The universe is full of galaxies, most of them so distant that they are invisible through amateur telescopes. Many galaxies can be seen through small instruments, most as nebulous blobs. The brightest (excepting our own Milky Way), are the Magellanic Clouds (visible only from tropical and southerly latitudes) and the Andromeda Galaxy (M31) which is visible to the naked eye on dark nights. There are a multitude of others: some with no distinctive structure, others with interesting shapes or easily picked out details. In photographs taken through large telescopes, most areas of the sky are filled with extremely faint galaxies. Just think: each of these is a star system comparable to our own Milky Way, containing all the other types of objects listed here. The Galaxies Database contains a good selection of the brighter galaxies, visible in small to medium-sized telescopes.
M81 (lower right) and M82 in Ursa Major.
These galaxies appear in the same low power field.
Higher powers can be used to zoom in on them separately.

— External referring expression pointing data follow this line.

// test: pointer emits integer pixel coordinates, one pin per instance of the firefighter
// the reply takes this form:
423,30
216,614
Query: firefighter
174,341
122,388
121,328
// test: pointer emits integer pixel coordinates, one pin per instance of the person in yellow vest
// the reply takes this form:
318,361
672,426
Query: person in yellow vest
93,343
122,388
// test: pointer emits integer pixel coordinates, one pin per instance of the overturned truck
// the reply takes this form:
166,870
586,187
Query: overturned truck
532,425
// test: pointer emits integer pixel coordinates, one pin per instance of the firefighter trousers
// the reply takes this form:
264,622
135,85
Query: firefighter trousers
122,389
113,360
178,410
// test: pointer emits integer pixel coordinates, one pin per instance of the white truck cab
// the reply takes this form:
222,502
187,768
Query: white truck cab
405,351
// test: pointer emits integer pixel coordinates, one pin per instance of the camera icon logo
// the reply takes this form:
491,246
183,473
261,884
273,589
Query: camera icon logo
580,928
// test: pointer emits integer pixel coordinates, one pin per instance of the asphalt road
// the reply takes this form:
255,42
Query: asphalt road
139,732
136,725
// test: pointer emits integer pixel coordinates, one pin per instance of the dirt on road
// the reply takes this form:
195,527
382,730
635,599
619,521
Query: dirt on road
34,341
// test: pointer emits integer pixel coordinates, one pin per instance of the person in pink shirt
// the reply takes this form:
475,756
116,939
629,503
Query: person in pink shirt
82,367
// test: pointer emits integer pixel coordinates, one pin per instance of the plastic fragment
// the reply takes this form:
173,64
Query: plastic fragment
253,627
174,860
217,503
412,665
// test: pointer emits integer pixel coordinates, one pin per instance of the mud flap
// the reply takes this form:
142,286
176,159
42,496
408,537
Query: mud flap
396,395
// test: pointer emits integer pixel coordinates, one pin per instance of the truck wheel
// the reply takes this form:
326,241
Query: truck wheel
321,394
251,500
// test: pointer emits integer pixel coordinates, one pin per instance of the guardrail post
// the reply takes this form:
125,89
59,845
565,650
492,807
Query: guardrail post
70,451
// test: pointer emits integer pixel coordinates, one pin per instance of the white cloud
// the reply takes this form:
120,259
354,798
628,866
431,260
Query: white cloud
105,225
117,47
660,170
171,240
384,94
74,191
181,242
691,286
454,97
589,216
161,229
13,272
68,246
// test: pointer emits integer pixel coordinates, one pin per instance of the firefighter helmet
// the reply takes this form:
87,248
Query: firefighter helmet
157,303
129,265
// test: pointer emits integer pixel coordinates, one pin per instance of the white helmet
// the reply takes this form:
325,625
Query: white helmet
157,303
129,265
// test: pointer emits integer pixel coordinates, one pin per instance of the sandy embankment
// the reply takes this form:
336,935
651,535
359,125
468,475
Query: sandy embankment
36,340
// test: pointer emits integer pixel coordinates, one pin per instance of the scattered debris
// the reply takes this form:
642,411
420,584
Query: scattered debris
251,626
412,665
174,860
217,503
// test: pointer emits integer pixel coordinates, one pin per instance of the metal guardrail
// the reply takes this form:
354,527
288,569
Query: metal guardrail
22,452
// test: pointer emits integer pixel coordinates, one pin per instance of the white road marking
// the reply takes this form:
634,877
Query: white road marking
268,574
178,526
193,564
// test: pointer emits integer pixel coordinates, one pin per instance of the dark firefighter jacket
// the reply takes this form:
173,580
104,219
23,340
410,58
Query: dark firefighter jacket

The main classes of galaxies are spiral, elliptical, and irregular. In most cases, the spiral structure of a galaxy will not be apparent, and ellipticals have little structure to delineate anyway. The detail you will be looking for is principally in the galaxy's shape: Is it more or less round or elongated? Is there a bright nucleus? Can you see any extensions which might be spiral arms? Are there faint and bright zones or mottled textures within the visible disk of the galaxy?